Albeit, this program works as follows:

The assignment expression a="main(a){printf(a,34,a=%c%s%c,34);}" will assign the string "main(a){printf(a,34,a=%c%s%c,34);}" to a and the value of the assignment expression would be "main(a){printf(a,34,a=%c%s%c,34);}" too as per C standard --C11: 6.5.16

An assignment operator stores a value in the object designated by the left operand. An assignment expression has the value of the left operand after the assignment [...]

Taking in mind the above semantic of assignment operator the program will be expanded as

 main(a){
      printf("main(a){printf(a,34,a=%c%s%c,34);}",34,a="main(a){printf(a,34,a=%c%s%c,34);}",34);
}  

ASCII 34 is ". Specifiers and its corresponding arguments:

%c ---> 34 
%s ---> "main(a){printf(a,34,a=%c%s%c,34);}" 
%c ---> 34  

A better version would be

main(a){a="main(a){a=%c%s%c;printf(a,34,a,34);}";printf(a,34,a,34);}  

It is 4 character longer but at least follows K&R C.

haccks
  • 104,019
  • 25
  • 176
  • 264
5

It relies on several quirks of the C language and (what I think is) undefined behavior.

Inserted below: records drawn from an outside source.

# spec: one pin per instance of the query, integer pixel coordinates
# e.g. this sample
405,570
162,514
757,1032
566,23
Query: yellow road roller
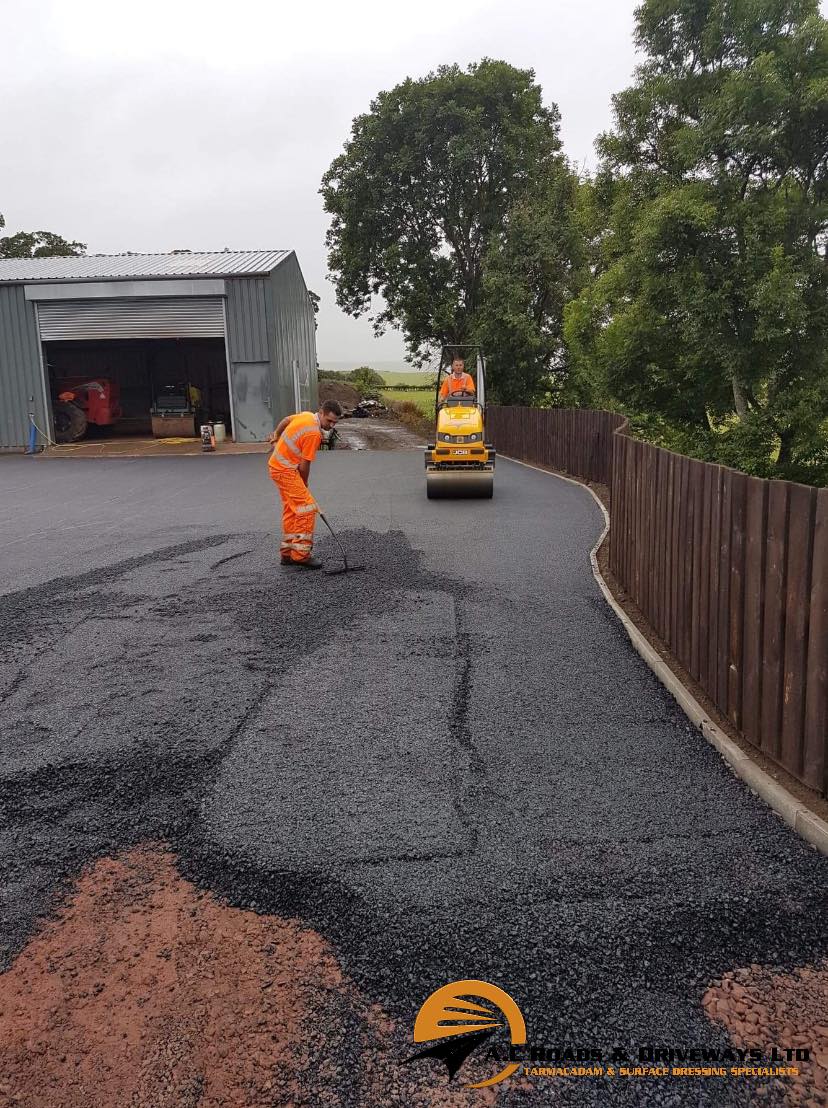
460,463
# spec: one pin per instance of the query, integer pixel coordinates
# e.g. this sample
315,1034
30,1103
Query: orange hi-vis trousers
298,516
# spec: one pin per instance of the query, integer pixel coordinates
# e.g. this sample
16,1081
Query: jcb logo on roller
456,1022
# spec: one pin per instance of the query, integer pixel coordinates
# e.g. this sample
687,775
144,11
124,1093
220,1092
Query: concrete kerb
795,813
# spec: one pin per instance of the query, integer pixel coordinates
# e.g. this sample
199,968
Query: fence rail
731,571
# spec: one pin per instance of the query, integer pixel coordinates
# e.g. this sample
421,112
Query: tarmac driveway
450,766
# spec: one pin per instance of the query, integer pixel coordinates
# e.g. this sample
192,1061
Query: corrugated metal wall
295,339
145,318
269,319
20,372
249,318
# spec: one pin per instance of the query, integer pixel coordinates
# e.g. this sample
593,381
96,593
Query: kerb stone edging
795,813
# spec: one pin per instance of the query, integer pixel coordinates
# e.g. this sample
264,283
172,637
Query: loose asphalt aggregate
452,765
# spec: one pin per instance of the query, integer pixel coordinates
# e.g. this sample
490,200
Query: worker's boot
308,563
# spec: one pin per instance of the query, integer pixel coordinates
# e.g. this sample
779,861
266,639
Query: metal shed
239,320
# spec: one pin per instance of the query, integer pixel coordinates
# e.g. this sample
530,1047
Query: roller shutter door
175,317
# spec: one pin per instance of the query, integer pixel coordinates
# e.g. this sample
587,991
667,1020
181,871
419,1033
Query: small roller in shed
460,463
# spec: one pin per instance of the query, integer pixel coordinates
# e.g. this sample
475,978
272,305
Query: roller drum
461,484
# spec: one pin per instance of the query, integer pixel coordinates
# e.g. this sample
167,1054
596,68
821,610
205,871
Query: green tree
366,381
422,191
709,304
531,272
38,244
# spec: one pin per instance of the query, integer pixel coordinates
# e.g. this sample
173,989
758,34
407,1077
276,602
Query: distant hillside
381,367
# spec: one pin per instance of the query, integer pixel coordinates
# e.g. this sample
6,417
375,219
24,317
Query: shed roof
114,266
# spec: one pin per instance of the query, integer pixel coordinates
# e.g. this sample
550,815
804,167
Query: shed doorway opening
124,388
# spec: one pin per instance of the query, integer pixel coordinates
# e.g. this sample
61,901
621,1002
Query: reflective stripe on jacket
464,383
298,442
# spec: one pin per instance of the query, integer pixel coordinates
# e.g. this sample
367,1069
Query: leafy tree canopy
37,244
421,193
709,304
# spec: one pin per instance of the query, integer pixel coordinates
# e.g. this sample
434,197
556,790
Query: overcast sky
176,124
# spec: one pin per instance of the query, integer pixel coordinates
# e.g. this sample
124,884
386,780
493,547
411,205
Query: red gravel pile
760,1008
146,993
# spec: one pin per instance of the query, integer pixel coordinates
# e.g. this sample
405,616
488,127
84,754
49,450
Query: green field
423,400
391,379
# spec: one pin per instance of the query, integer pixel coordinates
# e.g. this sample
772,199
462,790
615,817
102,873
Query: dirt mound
147,993
340,391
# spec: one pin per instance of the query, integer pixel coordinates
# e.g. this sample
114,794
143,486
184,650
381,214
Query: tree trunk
786,443
739,399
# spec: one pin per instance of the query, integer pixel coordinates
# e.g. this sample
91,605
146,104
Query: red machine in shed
79,401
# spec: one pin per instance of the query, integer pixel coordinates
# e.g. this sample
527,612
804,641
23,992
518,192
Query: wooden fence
731,571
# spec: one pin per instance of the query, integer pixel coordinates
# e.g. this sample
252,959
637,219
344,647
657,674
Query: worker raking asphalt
452,765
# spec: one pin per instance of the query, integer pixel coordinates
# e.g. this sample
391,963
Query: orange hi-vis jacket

First, it defines the main function. It is legal to declare a function without a return type or parameter types, and they will be presumed to be int. This is why the main(a){ part works.

Then, it calls printf with 4 parameters. Since it has no prototype, it is assumed to return int and accept int parameters (unless your compiler implicitly declares it otherwise, like Clang does).

The first parameter is presumed int and is argc at the beginning of the program. The second parameter is 34 (which is ASCII for the double-quote character). The third parameter is an assignment expression that assigns the format string to a and returns it. It relies on a pointer-to-int conversion, which is legal in C. The last parameter is another quote character in numeric form.

At runtime, the %c format specifiers are substituted with quotes, the %s is substituted with the format string, and you get the original source again.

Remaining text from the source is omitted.